Tyler and Cameron Winklevoss, the “Winklevoss twins” who once claimed that the idea for Facebook had been stolen from them, have reportedly invested in a startup with ambitions reminiscent of “Jurassic Park.”
The startup is called “Colossal,” and, under the leadership of Harvard geneticist George Church, it is aimed at “de-extinction,” that is, at bringing back into the world species that died out ages ago.
A particular concern is the wooly mammoth. If the company’s projections bear out, lab-grown wooly mammoth calves will be walking about in six years.
Novelist Michael Crichton and, after him, director Steven Spielberg famously imagined dinosaurs being brought back to earth because their DNA exists within mosquitoes caught in amber. That isn’t Church’s plan, though.
Genetic Engineering and Jeffrey Epstein
The wooly mammoth is a close relative of the Asian elephant of today. Church’s plan, hatched in collaboration with that of tech entrepreneur Ben Lamm, is to re-engineer the genome of Asian elephants into something more akin to the mammoths’.
This will allow the new mammoths to roam a large part of the earth where there are hardly any human inhabitants: Northern Canada, parts of Alaska, and Siberia. That, in turn, could limit the melting of the permafrost in that vast region, which would also keep methane from being released into the atmosphere. The release of methane threatens to speed global warming.
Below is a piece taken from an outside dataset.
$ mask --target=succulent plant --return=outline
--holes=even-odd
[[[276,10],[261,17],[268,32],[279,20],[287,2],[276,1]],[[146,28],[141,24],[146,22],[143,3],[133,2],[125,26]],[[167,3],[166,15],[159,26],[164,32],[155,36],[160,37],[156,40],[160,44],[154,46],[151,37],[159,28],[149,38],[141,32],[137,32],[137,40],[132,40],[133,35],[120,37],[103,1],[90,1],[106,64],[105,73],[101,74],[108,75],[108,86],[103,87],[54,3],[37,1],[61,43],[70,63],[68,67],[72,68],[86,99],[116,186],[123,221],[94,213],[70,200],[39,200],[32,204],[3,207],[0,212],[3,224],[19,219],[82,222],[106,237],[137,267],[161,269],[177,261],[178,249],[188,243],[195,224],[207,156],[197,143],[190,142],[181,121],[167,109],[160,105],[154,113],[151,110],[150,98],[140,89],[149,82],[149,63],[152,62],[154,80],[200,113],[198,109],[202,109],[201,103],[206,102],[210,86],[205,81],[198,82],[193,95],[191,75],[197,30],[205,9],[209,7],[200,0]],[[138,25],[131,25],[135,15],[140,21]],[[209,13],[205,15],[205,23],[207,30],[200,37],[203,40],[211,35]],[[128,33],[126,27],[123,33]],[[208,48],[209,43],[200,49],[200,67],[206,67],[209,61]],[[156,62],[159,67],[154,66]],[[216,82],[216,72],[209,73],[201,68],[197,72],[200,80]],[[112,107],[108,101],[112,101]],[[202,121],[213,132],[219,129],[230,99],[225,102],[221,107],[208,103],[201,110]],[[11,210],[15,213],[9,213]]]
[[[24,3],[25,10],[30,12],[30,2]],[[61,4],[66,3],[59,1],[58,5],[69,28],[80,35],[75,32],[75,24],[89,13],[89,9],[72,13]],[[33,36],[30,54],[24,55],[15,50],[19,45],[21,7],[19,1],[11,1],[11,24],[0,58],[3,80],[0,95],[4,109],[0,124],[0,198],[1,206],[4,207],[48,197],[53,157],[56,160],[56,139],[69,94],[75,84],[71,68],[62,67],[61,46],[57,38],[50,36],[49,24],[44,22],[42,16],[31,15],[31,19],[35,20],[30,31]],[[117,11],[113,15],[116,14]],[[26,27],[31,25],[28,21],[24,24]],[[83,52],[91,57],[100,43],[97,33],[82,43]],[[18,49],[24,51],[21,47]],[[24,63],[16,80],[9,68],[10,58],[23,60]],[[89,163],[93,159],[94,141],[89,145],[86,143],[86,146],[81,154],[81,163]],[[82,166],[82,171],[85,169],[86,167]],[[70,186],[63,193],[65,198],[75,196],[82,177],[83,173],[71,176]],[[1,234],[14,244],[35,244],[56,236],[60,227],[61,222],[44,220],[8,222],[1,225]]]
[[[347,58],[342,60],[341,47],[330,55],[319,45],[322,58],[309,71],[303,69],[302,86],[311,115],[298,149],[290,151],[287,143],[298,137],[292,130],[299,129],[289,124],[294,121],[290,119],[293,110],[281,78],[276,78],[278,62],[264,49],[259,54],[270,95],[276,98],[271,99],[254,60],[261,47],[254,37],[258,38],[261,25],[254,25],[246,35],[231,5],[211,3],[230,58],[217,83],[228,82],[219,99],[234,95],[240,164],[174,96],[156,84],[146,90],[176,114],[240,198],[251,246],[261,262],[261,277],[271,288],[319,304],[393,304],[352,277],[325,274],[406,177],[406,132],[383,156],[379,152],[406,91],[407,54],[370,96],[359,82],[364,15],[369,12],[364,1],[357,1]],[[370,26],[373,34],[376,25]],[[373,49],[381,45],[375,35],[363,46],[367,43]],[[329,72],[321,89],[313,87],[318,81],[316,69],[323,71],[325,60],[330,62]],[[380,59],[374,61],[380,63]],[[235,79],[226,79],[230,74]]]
Colossal is described as a for-profit enterprise, but it isn’t yet clear how the monetization will occur. Lamm told CNBC, “none of our investors are focused on monetizing right now, which is great.”
George Church has become a controversial figure because his genetics research was partly funded 2005-07 by the Jeffrey Epstein VI Foundation. This was part of a calculated strategy by Epstein to buy himself the protection of powerful people by making his name known in connection with the support of cutting-edge science.
Of the many scientists who inadvertently assisted Epstein in this way, Church was the first to offer a public apology.
The Winklevoss Twins as VCs
The Winklevoss twins have been in the venture capitalist business since 2012, when they created Winklevoss Capital precisely for this purpose, to offer angel investments to early stage companies.
In April 2013, the twins announced that they owned approximately $11 million in bitcoin through Winklevoss Capital. There were rumors that they may have owned 1% of all the bitcoin in circulation.
Bitcoin has been a very volatile asset. Indeed, shortly after that announcement, its price fell from $180 to $80 in a single week. There have been a lot of ups and downs since, but the Winklevoss twins have stayed in it for the long haul, and bitcoins are now worth more than $44K.
They sold some of their bitcoin in 2015, to raise the cash necessary to create a new cryptocurrency exchange, Gemini.
Gemini has developed a reputation as one of the safer places to buy, store or sell the alt currencies. It is licensed by the New York State Department of Financial Services.
That is an important license. New York has some of the most stringent crypto reguirements in the United States. As a consequence, few platforms operate there.
The Winklevoss twins have deepened their footprint in the crypto world of late by getting an early start in non-fungible tokens (NFTs). They bought Nifty Gateway, a digital art auction platform, in November 2019 from its founders, Duncan and Griffin Cock Foster. The two Fosters are also twins.
The Winklevoss brothers have done very well with Nifty Gateway. Under the Cock Fosters, monthly sales were beneath $100,000. They are now in the millions. Indeed, this February Nifty Gateway accounted for $75 million of the $91 million in NFT art auctioned on the seven top online platforms.
With results like that, the Winklevoss twins can afford to contribute to some wooly mammoth causes.